2018年02月14日 | ミステリ感想
~あらすじ~
ビルマのある村に駐屯した日本軍。
村長と親交のあった指揮官が、その夜のうちに何者かに殺される。
将校待遇の通訳として同行する依井は、のどかに見えた村の裏に潜む闇を探る。

2017年このミス5位


~感想~
メフィスト賞でデビューし、二作目で本ミス6位、三作目で本ミス4位に輝き将来を嘱望されるも、出版社と何かあったのか著作を残らず改題して他社から文庫化し、それ切りミステリからも離れ戦争小説ばかり書いていた作者が、久々にこのミスにランクイン。
だがあの古処誠二がミステリ(寄りの)作品を書いた!という喜びは大きいが、個人的にはそこまで楽しめなかった。
というのも動機に関わるある事柄が、ろくにこの時代に知識がなく、逆に戦国時代や三国志に詳しい身からすると、これはそれほど大ごとなのだろうかと疑問に思えてしまったり、知識が乏しいのを棚に上げて、そういうことなら先に言っておいて欲しかったと思えてしまい、肝心要の場面で大きく首を傾げる事態になってしまったのだ。
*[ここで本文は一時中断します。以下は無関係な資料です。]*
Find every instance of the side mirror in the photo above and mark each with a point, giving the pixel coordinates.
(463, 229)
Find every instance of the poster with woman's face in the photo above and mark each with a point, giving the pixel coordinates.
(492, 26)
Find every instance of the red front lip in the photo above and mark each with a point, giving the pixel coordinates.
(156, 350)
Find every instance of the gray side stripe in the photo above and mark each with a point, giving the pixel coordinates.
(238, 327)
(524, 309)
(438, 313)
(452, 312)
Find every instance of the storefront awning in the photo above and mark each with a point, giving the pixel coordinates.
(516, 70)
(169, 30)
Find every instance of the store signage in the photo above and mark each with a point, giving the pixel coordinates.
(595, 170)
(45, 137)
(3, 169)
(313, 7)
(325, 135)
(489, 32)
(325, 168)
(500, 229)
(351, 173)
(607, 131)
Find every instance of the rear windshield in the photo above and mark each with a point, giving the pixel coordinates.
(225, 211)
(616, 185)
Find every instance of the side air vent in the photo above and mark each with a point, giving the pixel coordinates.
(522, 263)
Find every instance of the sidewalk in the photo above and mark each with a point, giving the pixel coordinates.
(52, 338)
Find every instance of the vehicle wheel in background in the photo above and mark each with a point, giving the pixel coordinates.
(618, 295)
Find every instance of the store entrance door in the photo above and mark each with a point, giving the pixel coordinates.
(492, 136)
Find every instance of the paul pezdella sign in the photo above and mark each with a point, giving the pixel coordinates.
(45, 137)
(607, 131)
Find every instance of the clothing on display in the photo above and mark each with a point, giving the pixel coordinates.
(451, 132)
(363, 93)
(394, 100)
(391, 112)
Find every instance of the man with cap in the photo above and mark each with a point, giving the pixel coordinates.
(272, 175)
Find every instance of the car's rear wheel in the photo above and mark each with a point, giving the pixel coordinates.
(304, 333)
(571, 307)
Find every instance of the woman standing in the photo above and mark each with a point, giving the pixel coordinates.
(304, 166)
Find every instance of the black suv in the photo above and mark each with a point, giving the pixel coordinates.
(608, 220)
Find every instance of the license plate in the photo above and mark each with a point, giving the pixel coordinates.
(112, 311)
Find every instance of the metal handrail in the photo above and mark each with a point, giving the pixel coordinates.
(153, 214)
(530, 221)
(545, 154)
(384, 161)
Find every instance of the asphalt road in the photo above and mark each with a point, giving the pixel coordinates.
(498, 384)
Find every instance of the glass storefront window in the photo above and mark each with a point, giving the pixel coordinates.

とはいえ完全にこちらの知識不足による失態なので、文句を言うのは筋違いである。
実にミステリらしいトリックが仕掛けられているのだが、それがこの時代ならではの、この時代ならば有り得ただろう物語として成立しており、これまで作者の戦争小説を追いかけてきたファンならば、おそらく十全に楽しめることだろう。